The presence of Sheppard Air Force Base, reflected in the single notice for Vectrus Systems Corporation (V2X) affecting 123 workers, represents an important but increasingly vulnerable economic anchor. Defense contractor activity provides some stability but is subject to federal budget cycles and base consolidation pressures beyond local control. The single government sector notice affecting 57 workers underscores the relatively modest role of public sector employment in Wichita Falls's economy.
Workforce Transitions and Wage Replacement Challenges
The wage implications of Wichita Falls's layoff experience warrant careful attention. Manufacturing employment, particularly in companies like Stanley Mechanics Tools, Delphi Automotive Systems, and Saint-Gobain Vetrotex America, typically offered wages in the $45,000-$65,000 range with benefits that provided substantial household stability. Retail employment at Kmart and Dillard's, by contrast, offered wages in the $25,000-$35,000 range, and many of these positions have been permanently eliminated rather than temporarily disrupted.
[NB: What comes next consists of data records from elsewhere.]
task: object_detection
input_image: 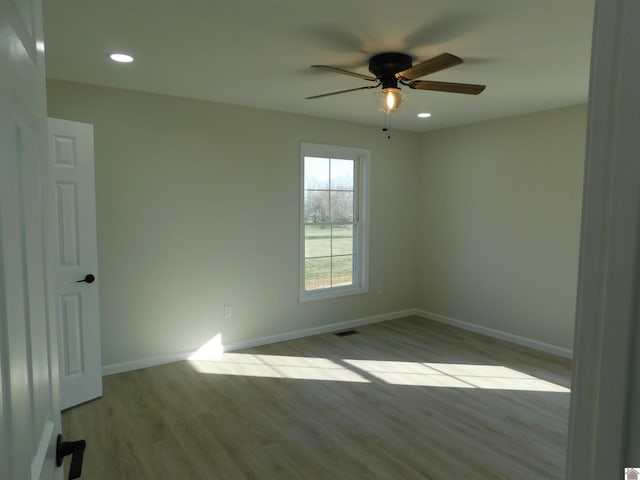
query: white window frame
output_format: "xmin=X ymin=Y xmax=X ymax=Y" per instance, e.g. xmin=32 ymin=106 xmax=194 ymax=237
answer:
xmin=299 ymin=142 xmax=371 ymax=302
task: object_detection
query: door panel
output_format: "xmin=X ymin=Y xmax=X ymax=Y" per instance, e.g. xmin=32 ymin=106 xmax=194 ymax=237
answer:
xmin=49 ymin=118 xmax=102 ymax=409
xmin=0 ymin=0 xmax=62 ymax=480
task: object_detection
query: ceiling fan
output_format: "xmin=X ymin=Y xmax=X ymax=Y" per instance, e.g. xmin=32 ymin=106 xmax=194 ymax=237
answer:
xmin=307 ymin=52 xmax=486 ymax=114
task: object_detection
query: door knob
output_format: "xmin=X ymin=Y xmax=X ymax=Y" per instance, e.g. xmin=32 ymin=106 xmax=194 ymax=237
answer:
xmin=56 ymin=435 xmax=87 ymax=480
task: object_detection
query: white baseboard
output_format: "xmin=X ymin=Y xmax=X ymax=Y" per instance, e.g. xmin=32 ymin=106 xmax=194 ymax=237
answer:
xmin=413 ymin=310 xmax=573 ymax=358
xmin=102 ymin=309 xmax=417 ymax=376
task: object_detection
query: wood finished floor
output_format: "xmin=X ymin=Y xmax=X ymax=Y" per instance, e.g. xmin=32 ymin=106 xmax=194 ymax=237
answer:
xmin=63 ymin=317 xmax=570 ymax=480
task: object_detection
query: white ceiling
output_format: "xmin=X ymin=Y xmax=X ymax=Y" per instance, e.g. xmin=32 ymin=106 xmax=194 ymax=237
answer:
xmin=43 ymin=0 xmax=594 ymax=131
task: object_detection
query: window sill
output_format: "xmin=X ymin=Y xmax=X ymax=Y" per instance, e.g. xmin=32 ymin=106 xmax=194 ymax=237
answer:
xmin=300 ymin=286 xmax=369 ymax=303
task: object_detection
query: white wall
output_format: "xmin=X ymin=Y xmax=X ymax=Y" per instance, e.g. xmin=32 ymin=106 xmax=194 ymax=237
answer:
xmin=48 ymin=81 xmax=419 ymax=365
xmin=417 ymin=105 xmax=586 ymax=350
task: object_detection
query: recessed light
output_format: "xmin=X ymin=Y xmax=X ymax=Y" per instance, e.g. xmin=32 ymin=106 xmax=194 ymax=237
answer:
xmin=109 ymin=53 xmax=133 ymax=63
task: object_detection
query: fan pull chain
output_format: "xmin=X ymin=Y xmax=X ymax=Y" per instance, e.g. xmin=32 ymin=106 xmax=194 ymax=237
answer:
xmin=382 ymin=112 xmax=391 ymax=139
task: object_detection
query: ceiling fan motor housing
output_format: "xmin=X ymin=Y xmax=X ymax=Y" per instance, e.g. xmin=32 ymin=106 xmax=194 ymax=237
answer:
xmin=369 ymin=52 xmax=411 ymax=88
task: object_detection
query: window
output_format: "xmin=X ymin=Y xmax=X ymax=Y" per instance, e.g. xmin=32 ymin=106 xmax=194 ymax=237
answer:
xmin=300 ymin=143 xmax=370 ymax=300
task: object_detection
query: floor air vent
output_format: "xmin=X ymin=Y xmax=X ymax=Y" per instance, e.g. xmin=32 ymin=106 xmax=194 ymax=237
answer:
xmin=334 ymin=330 xmax=358 ymax=337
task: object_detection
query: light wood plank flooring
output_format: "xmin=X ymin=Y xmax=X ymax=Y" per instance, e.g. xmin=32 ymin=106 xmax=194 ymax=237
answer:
xmin=63 ymin=317 xmax=570 ymax=480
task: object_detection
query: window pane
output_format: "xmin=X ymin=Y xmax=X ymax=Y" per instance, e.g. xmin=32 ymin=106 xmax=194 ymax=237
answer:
xmin=331 ymin=255 xmax=353 ymax=287
xmin=304 ymin=257 xmax=331 ymax=290
xmin=331 ymin=224 xmax=353 ymax=255
xmin=331 ymin=158 xmax=355 ymax=190
xmin=304 ymin=190 xmax=330 ymax=223
xmin=304 ymin=225 xmax=332 ymax=258
xmin=304 ymin=157 xmax=329 ymax=190
xmin=331 ymin=191 xmax=353 ymax=223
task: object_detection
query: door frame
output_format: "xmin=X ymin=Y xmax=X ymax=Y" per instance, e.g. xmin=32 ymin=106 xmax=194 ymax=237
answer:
xmin=567 ymin=0 xmax=640 ymax=480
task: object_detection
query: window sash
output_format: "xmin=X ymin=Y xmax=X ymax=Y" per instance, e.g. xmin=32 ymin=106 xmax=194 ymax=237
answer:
xmin=300 ymin=144 xmax=369 ymax=301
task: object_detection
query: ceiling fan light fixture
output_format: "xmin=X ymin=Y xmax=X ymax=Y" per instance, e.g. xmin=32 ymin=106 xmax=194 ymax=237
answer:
xmin=378 ymin=87 xmax=407 ymax=113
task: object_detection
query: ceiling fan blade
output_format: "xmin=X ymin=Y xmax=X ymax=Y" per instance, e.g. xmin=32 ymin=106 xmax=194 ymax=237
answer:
xmin=306 ymin=84 xmax=380 ymax=100
xmin=408 ymin=80 xmax=486 ymax=95
xmin=396 ymin=53 xmax=462 ymax=80
xmin=311 ymin=65 xmax=378 ymax=82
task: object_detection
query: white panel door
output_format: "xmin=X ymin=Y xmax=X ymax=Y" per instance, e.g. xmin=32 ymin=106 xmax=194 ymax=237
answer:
xmin=49 ymin=118 xmax=102 ymax=410
xmin=0 ymin=0 xmax=62 ymax=480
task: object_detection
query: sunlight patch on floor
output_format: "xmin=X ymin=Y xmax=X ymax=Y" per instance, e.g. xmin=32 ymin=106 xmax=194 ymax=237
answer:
xmin=189 ymin=346 xmax=570 ymax=393
xmin=344 ymin=360 xmax=570 ymax=392
xmin=189 ymin=353 xmax=369 ymax=383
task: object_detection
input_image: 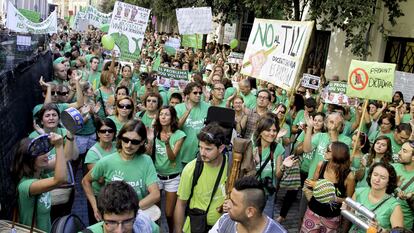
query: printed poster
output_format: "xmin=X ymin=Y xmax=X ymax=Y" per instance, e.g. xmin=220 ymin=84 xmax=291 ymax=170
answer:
xmin=241 ymin=18 xmax=314 ymax=90
xmin=108 ymin=1 xmax=150 ymax=61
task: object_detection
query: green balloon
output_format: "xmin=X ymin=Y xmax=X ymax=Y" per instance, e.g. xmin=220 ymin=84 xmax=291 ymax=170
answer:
xmin=230 ymin=39 xmax=239 ymax=49
xmin=101 ymin=35 xmax=115 ymax=50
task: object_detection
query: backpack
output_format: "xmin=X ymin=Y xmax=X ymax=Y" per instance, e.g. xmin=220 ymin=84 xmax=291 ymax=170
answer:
xmin=50 ymin=214 xmax=86 ymax=233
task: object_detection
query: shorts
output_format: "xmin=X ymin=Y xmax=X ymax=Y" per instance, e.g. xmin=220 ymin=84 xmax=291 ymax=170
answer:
xmin=75 ymin=133 xmax=96 ymax=155
xmin=300 ymin=207 xmax=341 ymax=233
xmin=158 ymin=175 xmax=181 ymax=193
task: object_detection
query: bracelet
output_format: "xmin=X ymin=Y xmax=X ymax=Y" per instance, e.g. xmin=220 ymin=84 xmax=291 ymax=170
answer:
xmin=65 ymin=135 xmax=75 ymax=142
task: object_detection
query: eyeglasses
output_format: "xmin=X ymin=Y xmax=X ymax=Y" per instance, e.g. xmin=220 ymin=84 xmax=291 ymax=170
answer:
xmin=121 ymin=136 xmax=142 ymax=146
xmin=117 ymin=104 xmax=132 ymax=109
xmin=98 ymin=129 xmax=115 ymax=134
xmin=104 ymin=217 xmax=135 ymax=230
xmin=147 ymin=99 xmax=158 ymax=103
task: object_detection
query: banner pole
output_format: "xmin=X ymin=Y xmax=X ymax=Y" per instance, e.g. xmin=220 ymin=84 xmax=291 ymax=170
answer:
xmin=352 ymin=99 xmax=368 ymax=156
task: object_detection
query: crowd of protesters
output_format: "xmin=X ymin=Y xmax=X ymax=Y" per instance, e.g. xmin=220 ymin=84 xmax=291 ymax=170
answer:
xmin=7 ymin=18 xmax=414 ymax=232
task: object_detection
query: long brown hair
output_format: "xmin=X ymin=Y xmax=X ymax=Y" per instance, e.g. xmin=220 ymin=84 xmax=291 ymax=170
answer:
xmin=367 ymin=135 xmax=393 ymax=166
xmin=329 ymin=141 xmax=351 ymax=187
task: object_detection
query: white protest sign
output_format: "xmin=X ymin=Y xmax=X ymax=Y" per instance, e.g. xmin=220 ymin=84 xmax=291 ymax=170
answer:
xmin=73 ymin=11 xmax=88 ymax=32
xmin=223 ymin=23 xmax=236 ymax=44
xmin=241 ymin=18 xmax=313 ymax=90
xmin=86 ymin=6 xmax=112 ymax=28
xmin=6 ymin=2 xmax=57 ymax=34
xmin=175 ymin=7 xmax=213 ymax=35
xmin=301 ymin=74 xmax=321 ymax=90
xmin=392 ymin=71 xmax=414 ymax=101
xmin=108 ymin=1 xmax=150 ymax=61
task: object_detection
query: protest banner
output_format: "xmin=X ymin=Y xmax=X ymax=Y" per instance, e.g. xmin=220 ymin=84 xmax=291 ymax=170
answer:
xmin=157 ymin=66 xmax=188 ymax=90
xmin=72 ymin=11 xmax=88 ymax=32
xmin=19 ymin=8 xmax=40 ymax=23
xmin=6 ymin=3 xmax=57 ymax=34
xmin=175 ymin=7 xmax=213 ymax=35
xmin=86 ymin=6 xmax=112 ymax=28
xmin=241 ymin=18 xmax=313 ymax=90
xmin=108 ymin=1 xmax=150 ymax=61
xmin=393 ymin=71 xmax=414 ymax=102
xmin=321 ymin=81 xmax=357 ymax=105
xmin=223 ymin=23 xmax=237 ymax=44
xmin=346 ymin=60 xmax=396 ymax=102
xmin=164 ymin=38 xmax=181 ymax=55
xmin=181 ymin=34 xmax=203 ymax=49
xmin=227 ymin=52 xmax=244 ymax=65
xmin=301 ymin=73 xmax=321 ymax=90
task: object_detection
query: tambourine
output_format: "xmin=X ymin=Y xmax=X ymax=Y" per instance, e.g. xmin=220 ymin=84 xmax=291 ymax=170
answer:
xmin=28 ymin=134 xmax=53 ymax=157
xmin=60 ymin=108 xmax=83 ymax=134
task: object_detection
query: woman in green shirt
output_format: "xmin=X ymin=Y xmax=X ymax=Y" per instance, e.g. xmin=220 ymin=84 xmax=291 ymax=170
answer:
xmin=12 ymin=132 xmax=67 ymax=232
xmin=350 ymin=162 xmax=404 ymax=233
xmin=148 ymin=106 xmax=186 ymax=232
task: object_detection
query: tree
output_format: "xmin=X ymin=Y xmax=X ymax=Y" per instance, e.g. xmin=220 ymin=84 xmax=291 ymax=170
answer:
xmin=243 ymin=0 xmax=406 ymax=57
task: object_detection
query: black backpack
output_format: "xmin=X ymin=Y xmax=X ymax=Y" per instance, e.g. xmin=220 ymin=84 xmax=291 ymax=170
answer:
xmin=50 ymin=214 xmax=86 ymax=233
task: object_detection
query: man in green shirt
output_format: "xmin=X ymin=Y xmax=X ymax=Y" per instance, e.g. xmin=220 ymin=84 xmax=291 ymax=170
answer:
xmin=239 ymin=79 xmax=256 ymax=109
xmin=175 ymin=82 xmax=210 ymax=164
xmin=392 ymin=142 xmax=414 ymax=229
xmin=174 ymin=123 xmax=227 ymax=233
xmin=82 ymin=181 xmax=159 ymax=233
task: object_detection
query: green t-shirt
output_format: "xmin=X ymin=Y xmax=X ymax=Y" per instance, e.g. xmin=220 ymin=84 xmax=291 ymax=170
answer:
xmin=392 ymin=163 xmax=414 ymax=229
xmin=255 ymin=143 xmax=285 ymax=181
xmin=85 ymin=142 xmax=116 ymax=196
xmin=350 ymin=187 xmax=398 ymax=233
xmin=17 ymin=177 xmax=52 ymax=232
xmin=240 ymin=92 xmax=256 ymax=109
xmin=155 ymin=130 xmax=185 ymax=176
xmin=308 ymin=133 xmax=352 ymax=179
xmin=91 ymin=152 xmax=158 ymax=200
xmin=108 ymin=115 xmax=125 ymax=136
xmin=295 ymin=131 xmax=314 ymax=173
xmin=177 ymin=159 xmax=228 ymax=233
xmin=175 ymin=101 xmax=210 ymax=163
xmin=292 ymin=109 xmax=305 ymax=125
xmin=135 ymin=111 xmax=155 ymax=128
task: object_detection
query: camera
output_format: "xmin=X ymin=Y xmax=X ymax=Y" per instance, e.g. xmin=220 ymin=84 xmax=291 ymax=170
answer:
xmin=260 ymin=176 xmax=276 ymax=196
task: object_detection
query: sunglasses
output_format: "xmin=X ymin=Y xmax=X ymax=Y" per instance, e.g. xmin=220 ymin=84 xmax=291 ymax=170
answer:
xmin=147 ymin=99 xmax=158 ymax=103
xmin=118 ymin=104 xmax=132 ymax=109
xmin=98 ymin=129 xmax=115 ymax=134
xmin=121 ymin=136 xmax=142 ymax=146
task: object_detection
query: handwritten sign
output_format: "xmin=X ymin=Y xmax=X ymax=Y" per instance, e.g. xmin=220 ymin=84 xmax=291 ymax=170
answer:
xmin=346 ymin=60 xmax=396 ymax=102
xmin=301 ymin=74 xmax=321 ymax=90
xmin=393 ymin=71 xmax=414 ymax=101
xmin=6 ymin=2 xmax=57 ymax=34
xmin=241 ymin=18 xmax=313 ymax=90
xmin=175 ymin=7 xmax=213 ymax=35
xmin=108 ymin=1 xmax=150 ymax=61
xmin=158 ymin=66 xmax=188 ymax=90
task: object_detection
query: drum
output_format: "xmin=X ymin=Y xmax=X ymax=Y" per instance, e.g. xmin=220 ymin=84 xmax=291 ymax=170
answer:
xmin=61 ymin=108 xmax=83 ymax=134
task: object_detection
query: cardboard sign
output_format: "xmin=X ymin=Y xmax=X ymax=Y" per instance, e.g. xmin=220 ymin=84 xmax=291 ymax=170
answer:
xmin=6 ymin=2 xmax=57 ymax=34
xmin=227 ymin=52 xmax=244 ymax=65
xmin=346 ymin=60 xmax=396 ymax=102
xmin=241 ymin=18 xmax=313 ymax=90
xmin=175 ymin=7 xmax=213 ymax=35
xmin=301 ymin=74 xmax=321 ymax=90
xmin=393 ymin=71 xmax=414 ymax=102
xmin=86 ymin=6 xmax=112 ymax=28
xmin=157 ymin=66 xmax=188 ymax=90
xmin=108 ymin=1 xmax=150 ymax=61
xmin=181 ymin=34 xmax=203 ymax=49
xmin=321 ymin=81 xmax=357 ymax=105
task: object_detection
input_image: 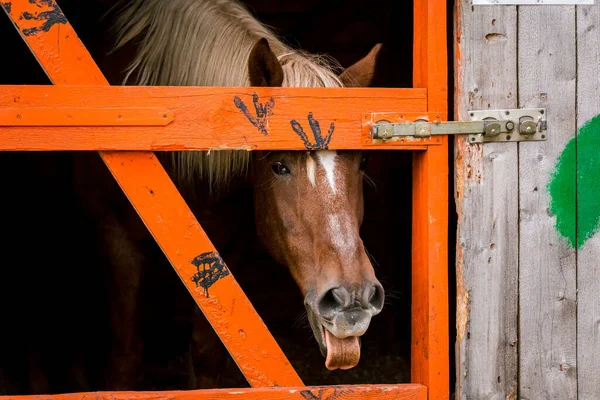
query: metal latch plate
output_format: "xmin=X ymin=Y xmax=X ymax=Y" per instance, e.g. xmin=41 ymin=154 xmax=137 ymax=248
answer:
xmin=370 ymin=108 xmax=547 ymax=143
xmin=465 ymin=108 xmax=547 ymax=143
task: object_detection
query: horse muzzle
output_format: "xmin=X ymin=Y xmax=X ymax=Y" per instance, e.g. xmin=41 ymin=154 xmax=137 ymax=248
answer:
xmin=305 ymin=284 xmax=383 ymax=370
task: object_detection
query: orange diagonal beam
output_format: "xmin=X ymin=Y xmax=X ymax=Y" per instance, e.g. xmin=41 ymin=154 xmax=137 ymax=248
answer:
xmin=1 ymin=0 xmax=303 ymax=386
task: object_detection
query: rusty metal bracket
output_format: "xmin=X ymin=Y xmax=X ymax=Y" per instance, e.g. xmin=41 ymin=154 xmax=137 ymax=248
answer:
xmin=371 ymin=108 xmax=547 ymax=143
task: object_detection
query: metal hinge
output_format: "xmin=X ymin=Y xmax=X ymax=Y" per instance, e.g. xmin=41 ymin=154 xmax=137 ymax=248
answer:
xmin=371 ymin=108 xmax=547 ymax=143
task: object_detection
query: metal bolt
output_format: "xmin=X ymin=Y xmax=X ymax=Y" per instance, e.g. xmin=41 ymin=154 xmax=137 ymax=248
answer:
xmin=485 ymin=122 xmax=500 ymax=136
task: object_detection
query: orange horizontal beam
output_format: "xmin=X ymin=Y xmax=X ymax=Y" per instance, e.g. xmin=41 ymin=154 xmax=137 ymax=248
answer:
xmin=0 ymin=85 xmax=439 ymax=151
xmin=0 ymin=384 xmax=427 ymax=400
xmin=0 ymin=107 xmax=173 ymax=127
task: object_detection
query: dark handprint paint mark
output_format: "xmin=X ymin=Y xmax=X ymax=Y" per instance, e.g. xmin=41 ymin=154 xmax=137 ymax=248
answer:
xmin=290 ymin=112 xmax=334 ymax=150
xmin=18 ymin=0 xmax=67 ymax=36
xmin=233 ymin=93 xmax=275 ymax=136
xmin=191 ymin=251 xmax=229 ymax=297
xmin=300 ymin=389 xmax=341 ymax=400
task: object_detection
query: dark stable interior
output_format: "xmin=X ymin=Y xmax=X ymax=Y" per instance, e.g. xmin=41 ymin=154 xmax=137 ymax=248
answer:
xmin=0 ymin=0 xmax=432 ymax=394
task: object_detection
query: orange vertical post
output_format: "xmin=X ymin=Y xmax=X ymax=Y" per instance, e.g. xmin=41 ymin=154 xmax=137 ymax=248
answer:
xmin=0 ymin=0 xmax=303 ymax=386
xmin=411 ymin=0 xmax=450 ymax=400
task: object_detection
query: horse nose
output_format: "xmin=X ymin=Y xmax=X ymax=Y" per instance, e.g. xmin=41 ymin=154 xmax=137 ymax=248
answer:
xmin=362 ymin=282 xmax=385 ymax=314
xmin=317 ymin=286 xmax=351 ymax=317
xmin=317 ymin=282 xmax=384 ymax=317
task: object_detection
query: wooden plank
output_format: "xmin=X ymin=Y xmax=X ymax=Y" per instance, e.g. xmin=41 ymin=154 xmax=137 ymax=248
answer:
xmin=0 ymin=384 xmax=427 ymax=400
xmin=411 ymin=0 xmax=450 ymax=400
xmin=1 ymin=0 xmax=302 ymax=386
xmin=454 ymin=1 xmax=518 ymax=399
xmin=518 ymin=6 xmax=577 ymax=399
xmin=411 ymin=138 xmax=450 ymax=400
xmin=577 ymin=5 xmax=600 ymax=400
xmin=0 ymin=85 xmax=432 ymax=150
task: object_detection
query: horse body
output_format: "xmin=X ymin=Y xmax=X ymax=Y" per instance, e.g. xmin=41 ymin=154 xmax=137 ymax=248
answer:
xmin=76 ymin=0 xmax=384 ymax=390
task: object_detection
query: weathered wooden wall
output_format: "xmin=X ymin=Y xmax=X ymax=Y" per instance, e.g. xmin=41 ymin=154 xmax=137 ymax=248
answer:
xmin=455 ymin=0 xmax=600 ymax=399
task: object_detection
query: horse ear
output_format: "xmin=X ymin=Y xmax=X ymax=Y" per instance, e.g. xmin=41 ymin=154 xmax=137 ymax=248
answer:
xmin=248 ymin=38 xmax=283 ymax=86
xmin=340 ymin=43 xmax=381 ymax=87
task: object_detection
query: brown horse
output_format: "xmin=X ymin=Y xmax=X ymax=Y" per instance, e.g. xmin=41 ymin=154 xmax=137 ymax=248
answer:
xmin=83 ymin=0 xmax=384 ymax=389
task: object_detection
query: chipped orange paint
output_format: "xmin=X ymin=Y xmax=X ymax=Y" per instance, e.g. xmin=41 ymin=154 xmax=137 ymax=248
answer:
xmin=0 ymin=105 xmax=173 ymax=126
xmin=5 ymin=0 xmax=303 ymax=386
xmin=0 ymin=384 xmax=427 ymax=400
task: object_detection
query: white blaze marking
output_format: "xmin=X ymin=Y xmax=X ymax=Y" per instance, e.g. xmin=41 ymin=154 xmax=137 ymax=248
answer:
xmin=306 ymin=154 xmax=317 ymax=187
xmin=317 ymin=151 xmax=336 ymax=194
xmin=327 ymin=214 xmax=356 ymax=256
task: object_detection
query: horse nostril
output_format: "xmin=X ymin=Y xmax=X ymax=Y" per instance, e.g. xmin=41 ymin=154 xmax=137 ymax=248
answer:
xmin=368 ymin=283 xmax=385 ymax=311
xmin=318 ymin=288 xmax=348 ymax=316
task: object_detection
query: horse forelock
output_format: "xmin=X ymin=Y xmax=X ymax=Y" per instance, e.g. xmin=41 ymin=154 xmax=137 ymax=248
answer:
xmin=114 ymin=0 xmax=343 ymax=194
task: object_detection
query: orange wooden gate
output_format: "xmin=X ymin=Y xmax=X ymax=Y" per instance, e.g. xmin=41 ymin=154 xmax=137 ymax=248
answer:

Workers transitioning from manufacturing to retail or service employment face systematic wage losses of 20-35 percent. While the current tight labor market has enabled faster rehiring than occurred during previous downturns, the quality of replacement employment remains critical. Wichita Falls lacks visible new employer investment in high-wage sectors, suggesting that displaced workers are more likely to move into lower-wage service positions than into comparable manufacturing roles.
The H-1B visa data at the state level reveals that Texas employers are simultaneously hiring specialized foreign workers for advanced technical roles while laying off domestic workers in routine manufacturing and service positions. This pattern reflects fundamental skill mismatches and wage expectations—Texas employers in tech and professional services cannot find domestic workers willing to accept the offered wages for software developer roles (averaging $379,624 in H-1B cases) while domestic manufacturers and retailers have been contracting employment in lower-skilled positions. Wichita Falls's position in this ecosystem is peripheral. The city neither benefits substantially from the H-1B-dependent technology hiring occurring in larger metros nor receives the wage premiums associated with tech sector growth.
The layoff landscape of Wichita Falls reflects a community navigating the transition from mid-20th-century industrial prosperity toward an increasingly service-oriented economy, with limited institutional momentum driving investment in knowledge-economy employment. The data indicates neither catastrophic economic collapse nor dynamic revitalization, but rather slow structural adjustment with meaningful consequences for households dependent on displaced employment.